Machine Learning Notes

Bias–Variance Tradeoff

Why simple models underfit, complex models overfit, and how to find the “sweet spot” for generalization.

What is the Bias–Variance Tradeoff?

The bias–variance tradeoff explains why a model’s test performance worsens when it is too simple (high bias) or too complex (high variance). Our goal is a model that balances both, minimizing total generalization error.

Bias (Model)

Systematic error from simplifying assumptions; the model ignores real patterns. Leads to underfitting.

Variance (Model)

Instability: predictions change significantly across training samples; the model chases noise. Leads to overfitting.

Intuitive View

High Bias → Underfitting

Overly simplistic assumptions (e.g., a straight line for a curved trend).
Poor training and test performance.

High Variance → Overfitting

Overly sensitive to data noise (fits fluctuations rather than the pattern).
Great training performance, poor test performance.

Bias vs “Bias in Data” (Why the term is confusing)

The word bias is overloaded. In ethics/statistics, it refers to unfairness or representation issues in the dataset (e.g., imbalanced data). In the tradeoff, bias means the model’s systematic error: how far the average prediction is from the true function.

Bias in Data (Fairness)

Imbalances or prejudices in the dataset that can produce unfair outcomes. Addressed with data collection, rebalancing, fairness constraints, etc.

Bias in Model (Tradeoff)

Due to simplifying assumptions; the model can’t express the true relationship well. Addressed by adding capacity/features, reducing regularization, etc.

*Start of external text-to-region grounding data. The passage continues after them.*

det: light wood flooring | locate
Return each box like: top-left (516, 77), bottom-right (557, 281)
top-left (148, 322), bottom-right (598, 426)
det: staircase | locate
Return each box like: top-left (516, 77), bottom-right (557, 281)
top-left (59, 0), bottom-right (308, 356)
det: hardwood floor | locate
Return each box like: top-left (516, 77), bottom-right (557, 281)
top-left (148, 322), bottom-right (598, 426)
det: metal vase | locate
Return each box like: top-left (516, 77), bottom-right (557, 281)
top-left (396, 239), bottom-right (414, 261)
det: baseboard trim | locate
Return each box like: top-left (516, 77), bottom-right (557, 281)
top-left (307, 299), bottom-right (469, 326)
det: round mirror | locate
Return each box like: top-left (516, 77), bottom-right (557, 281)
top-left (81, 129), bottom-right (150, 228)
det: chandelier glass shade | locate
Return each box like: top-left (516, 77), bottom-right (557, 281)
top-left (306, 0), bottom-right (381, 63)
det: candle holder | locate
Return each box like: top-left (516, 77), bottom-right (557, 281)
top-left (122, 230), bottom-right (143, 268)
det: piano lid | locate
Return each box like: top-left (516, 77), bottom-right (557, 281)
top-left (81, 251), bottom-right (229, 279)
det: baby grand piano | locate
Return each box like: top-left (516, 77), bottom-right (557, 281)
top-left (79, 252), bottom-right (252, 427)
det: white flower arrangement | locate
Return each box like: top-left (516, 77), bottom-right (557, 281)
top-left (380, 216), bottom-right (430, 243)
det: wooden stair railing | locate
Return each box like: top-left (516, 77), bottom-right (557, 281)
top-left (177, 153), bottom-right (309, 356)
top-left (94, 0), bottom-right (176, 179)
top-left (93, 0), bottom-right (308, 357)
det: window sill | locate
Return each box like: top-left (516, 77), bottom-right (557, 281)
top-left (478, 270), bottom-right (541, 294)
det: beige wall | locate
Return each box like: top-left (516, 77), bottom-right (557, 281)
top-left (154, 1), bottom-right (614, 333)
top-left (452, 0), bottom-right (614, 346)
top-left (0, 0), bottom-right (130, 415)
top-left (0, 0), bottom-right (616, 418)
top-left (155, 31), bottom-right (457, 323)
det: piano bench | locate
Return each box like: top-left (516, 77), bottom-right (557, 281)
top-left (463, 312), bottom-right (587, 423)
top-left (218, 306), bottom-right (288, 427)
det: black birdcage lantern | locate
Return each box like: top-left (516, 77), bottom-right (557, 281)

Key distinction: “Data bias” is about fairness. “Model bias” is about systematic error due to simplicity.

What “Variance” Means in the Tradeoff

Variance here measures how much a model’s predictions change when trained on different samples from the same population. High-variance models are unstable: small data changes ⇒ very different predictions.

Decision trees/deep nets on small data → often high variance.
Linear models/ridge regression → typically lower variance.

Dartboard Analogy

Bias = distance from center (systematic error). Variance = spread of the darts (instability).

Low Bias, Low Variance: tight cluster at the bullseye.

High Bias, Low Variance: tight cluster far from center (consistently wrong).

Low Bias, High Variance: scattered around the center (inconsistent).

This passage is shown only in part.